E anche tra i Dem, l’ipotesi che l’ex premier stia predisponendo suoi gruppi parlamentari o componenti di gruppo autonomi o addirittura stia concretizzando l’idea di un partitino tutto suo, non viene vista con grande favore.  “Faccio un appello all’unità – dichiara la sottosegretaria al Mise Alessia Morani – perché una scissione oggi sarebbe incomprensibile. Spero che ci ripensino”.

“Non ho mai visto il centrosinistra rafforzarsi dopo una divisione. Oggi più che mai va rilanciata la vocazione aperta, unitaria e plurale del Partito democratico”, afferma l’ex segretario del Partito democratico Maurizio Martina. “Ora inizia per noi tutti l’impegno e non voglio commentare cose che non so nemmeno se esistano”, osserva un altro sottosegretario del Pd, quello alle Infrastrutture Salvatore Margiotta (Pd).

“Se resterò sottosegretario fino alla fine? Certo che lo resterò. Ho giurato alcuni minuti fa – assicura invece il sottosegretario agli Affari Esteri renziano Ivan Scalfarotto – e sono molto orgoglioso di essere un sottosegretario della Repubblica. Se avessi voluto prendere le distanze da questo governo per qualche strana ragione non sarei qui”.
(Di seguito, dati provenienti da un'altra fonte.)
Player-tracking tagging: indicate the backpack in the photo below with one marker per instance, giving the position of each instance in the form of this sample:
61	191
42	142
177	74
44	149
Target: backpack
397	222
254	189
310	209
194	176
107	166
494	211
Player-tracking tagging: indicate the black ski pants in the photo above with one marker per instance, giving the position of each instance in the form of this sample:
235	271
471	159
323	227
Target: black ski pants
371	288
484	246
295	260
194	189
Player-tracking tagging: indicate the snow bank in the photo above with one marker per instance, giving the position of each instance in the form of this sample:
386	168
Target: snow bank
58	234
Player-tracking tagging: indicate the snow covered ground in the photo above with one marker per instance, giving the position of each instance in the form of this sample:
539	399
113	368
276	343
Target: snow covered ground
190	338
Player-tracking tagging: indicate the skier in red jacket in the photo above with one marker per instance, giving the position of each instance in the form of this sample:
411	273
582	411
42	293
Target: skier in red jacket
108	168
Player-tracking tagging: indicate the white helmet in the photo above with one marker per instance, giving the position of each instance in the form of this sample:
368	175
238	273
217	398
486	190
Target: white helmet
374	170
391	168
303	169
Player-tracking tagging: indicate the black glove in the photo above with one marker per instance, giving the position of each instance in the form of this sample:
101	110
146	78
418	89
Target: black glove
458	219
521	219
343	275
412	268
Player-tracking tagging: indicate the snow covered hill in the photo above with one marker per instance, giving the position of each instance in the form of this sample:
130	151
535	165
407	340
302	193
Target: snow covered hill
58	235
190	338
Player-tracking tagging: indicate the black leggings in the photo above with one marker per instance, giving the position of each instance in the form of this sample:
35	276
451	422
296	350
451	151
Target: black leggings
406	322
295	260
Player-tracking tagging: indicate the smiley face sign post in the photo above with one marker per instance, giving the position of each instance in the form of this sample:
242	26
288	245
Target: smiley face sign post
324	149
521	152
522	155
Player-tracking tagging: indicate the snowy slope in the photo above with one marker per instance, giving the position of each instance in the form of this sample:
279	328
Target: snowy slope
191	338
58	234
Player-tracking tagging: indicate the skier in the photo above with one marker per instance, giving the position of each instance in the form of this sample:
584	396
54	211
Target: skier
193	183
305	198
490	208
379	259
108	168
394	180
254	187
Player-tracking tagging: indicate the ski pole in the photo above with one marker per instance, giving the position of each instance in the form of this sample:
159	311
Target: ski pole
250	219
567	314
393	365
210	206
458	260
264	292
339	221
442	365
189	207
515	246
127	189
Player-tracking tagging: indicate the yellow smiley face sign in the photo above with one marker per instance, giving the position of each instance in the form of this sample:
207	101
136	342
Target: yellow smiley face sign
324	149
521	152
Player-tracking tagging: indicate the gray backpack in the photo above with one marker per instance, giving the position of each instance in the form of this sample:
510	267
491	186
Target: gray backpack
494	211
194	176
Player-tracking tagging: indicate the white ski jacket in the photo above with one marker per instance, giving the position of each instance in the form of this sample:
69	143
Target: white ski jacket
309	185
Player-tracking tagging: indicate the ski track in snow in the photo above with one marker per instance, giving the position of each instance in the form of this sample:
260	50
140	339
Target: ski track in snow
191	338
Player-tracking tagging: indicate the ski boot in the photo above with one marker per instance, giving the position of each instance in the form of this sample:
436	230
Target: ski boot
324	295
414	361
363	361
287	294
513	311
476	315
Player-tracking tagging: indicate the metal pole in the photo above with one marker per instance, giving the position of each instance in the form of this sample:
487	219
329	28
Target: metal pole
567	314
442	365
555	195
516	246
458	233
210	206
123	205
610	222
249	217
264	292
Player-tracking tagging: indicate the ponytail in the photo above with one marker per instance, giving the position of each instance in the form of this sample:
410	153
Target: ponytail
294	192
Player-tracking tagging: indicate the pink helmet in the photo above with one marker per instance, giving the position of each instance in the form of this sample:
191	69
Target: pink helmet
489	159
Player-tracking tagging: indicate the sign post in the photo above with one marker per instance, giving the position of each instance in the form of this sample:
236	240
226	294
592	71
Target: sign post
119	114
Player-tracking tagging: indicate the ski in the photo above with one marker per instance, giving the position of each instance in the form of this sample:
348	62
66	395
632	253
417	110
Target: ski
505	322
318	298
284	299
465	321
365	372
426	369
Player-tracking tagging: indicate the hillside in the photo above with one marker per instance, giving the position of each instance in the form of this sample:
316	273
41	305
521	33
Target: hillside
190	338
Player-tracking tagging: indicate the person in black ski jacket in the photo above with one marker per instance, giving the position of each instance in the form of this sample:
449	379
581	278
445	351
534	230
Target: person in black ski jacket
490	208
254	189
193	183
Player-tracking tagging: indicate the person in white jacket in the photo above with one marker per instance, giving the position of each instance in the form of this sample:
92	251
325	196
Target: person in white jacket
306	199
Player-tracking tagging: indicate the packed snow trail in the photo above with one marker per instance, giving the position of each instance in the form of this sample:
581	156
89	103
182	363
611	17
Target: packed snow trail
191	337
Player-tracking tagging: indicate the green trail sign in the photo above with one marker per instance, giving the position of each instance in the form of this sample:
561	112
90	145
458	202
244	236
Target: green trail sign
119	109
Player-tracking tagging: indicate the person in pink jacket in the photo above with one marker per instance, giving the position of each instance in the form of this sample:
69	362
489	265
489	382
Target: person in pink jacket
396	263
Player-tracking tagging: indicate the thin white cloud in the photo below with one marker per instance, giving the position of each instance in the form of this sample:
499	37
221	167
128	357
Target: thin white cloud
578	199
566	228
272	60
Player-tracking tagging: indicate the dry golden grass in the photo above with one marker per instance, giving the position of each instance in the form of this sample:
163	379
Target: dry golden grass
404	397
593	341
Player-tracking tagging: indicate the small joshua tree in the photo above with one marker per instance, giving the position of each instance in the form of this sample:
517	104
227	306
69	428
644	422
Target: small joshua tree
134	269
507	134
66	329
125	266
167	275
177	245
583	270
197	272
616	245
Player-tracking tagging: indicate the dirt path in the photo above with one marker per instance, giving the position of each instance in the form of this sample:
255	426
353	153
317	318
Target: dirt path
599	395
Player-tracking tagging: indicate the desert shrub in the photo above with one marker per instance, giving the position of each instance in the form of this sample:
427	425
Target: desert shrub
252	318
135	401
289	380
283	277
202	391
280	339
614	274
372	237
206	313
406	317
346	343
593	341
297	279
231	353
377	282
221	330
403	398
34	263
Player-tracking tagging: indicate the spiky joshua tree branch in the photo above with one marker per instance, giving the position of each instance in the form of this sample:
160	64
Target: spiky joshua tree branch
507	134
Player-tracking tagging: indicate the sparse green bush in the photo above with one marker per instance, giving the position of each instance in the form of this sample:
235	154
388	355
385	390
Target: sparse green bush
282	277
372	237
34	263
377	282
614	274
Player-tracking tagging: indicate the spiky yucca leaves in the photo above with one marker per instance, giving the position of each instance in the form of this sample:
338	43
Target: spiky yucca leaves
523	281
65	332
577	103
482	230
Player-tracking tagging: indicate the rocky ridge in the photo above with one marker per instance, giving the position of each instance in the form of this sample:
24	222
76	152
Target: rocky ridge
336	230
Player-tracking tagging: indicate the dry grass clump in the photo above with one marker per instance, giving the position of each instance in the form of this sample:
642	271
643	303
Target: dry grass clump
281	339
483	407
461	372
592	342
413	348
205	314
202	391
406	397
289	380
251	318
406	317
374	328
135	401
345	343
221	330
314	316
Un altro renziano doc, il sindaco di Firenze Dario Nardella, avverte che lui, in caso di scissione, non seguirebbe Matteo Renzi. “Io resto nel Pd, l’ho sempre detto – assicura – penso che tutti gli altri debbano riflettere molto perché uniti siamo più forti e divisi siamo più deboli” e poi, insiste: “Penso che si debbano commentare le cose solo quando avvengono e se avvengono. Per quello che mi riguarda non posso che dire nuovamente agli amici del Pd che vogliono lasciare il partito di pensarci bene. Abbiamo bisogno di un partito forte e plurale. Credo che con questo nuovo Governo ci siano tutte le condizioni per lavorare uniti, abbiamo dimostrato che uniti si può fare bene”. “Penso – conclude – che Renzi possa fare bene ancora nel nostro partito, come ha dimostrato in questa fase delicata che ci ha portato a dar vita ad un nuovo governo di fronte ad una situazione economica del Paese molto difficile”.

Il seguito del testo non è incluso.